Une mine d’histoire et de découvertes
Foyers cachés, cave à légumes et poutres de bois huilées: la Maison des Jésuites recelait bien des surprises pour l’équipe de la Ville de Trois-Rivières qui s’active à la restaurer. Des découvertes qui seront mises à l’avant-plan dans la nouvelle version de l’édifice patrimonial au printemps prochain.
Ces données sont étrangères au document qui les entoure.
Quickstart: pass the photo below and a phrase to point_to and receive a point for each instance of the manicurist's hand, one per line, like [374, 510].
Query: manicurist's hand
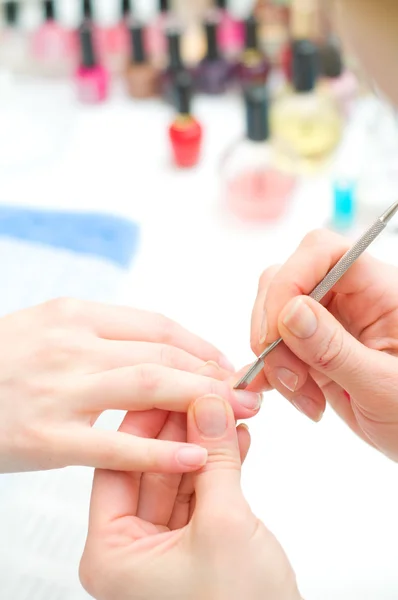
[184, 538]
[345, 351]
[65, 362]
«Quand on est entré ici en 2009, on ne savait pas s’il y avait un réel potentiel sur les plans historique et architectural. On s’est lancé dans une réelle opération d’archéologie, on a déshabillé le bâtiment et c’est une mine d’histoire», s’est réjoui Marc-André Godin, du Service de l’urbanisme de la Ville de Trois-Rivières, lors d’une visite organisée aujourd’hui.
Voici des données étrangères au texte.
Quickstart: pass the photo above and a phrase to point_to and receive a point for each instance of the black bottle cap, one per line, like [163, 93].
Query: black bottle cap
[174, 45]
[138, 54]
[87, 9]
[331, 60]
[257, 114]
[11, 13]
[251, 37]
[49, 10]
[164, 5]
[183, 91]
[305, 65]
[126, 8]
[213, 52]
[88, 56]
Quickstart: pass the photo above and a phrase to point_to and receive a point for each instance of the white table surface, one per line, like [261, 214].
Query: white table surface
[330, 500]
Son équipe a dénudé les murs en gypse, pour découvrir des parois en pierre de deux pieds d’épaisseur, ainsi que le plafond, révélant les anciennes poutres en bois huilées de l’édifice de 1742. Ils ont également découvert deux foyers, dont l’un contenant un four à pain, et une trappe menant à une cave à légumes, désormais scellée par une dalle de béton.
«Ce sont plein de petits éléments qui nous racontent l’histoire du bâtiment. L’objectif, c’est de repositionner les éléments aux mêmes endroits en utilisant les mêmes matériaux», a poursuivi M. Godin.
Ces découvertes serviront à représenter les trois époques qu’a traversées la Maison des Jésuites.
Pas de dépassements de coûts
La restauration de l’édifice devrait coûter 850 000$ à la Ville de Trois-Rivières. Le ministère de la Culture et des Communications du Québec a toutefois contribué pour 250 000$.
«On a cette responsabilité de maintenir notre patrimoine collectif. C’est de l’histoire et ça augmente l’offre touristique du côté Est de la ville. Ça aurait été irresponsable de notre part de démolir cette maison», a insisté le maire de Trois-Rivières, Yves Lévesque.
Ce dernier a assuré que le projet n’avait connu ni dépassements de coûts, ni mauvaise surprise.
La Ville s’était fait donner la Maison des Jésuites par la Corporation de la Maison de la Madone en septembre 2011. Les travaux de restauration ont débuté presque deux ans plus tard, en avril 2013. Le bâtiment aura toutefois perdu un étage, qui avait été rajouté en 1903, pour retrouver son toit d’origine.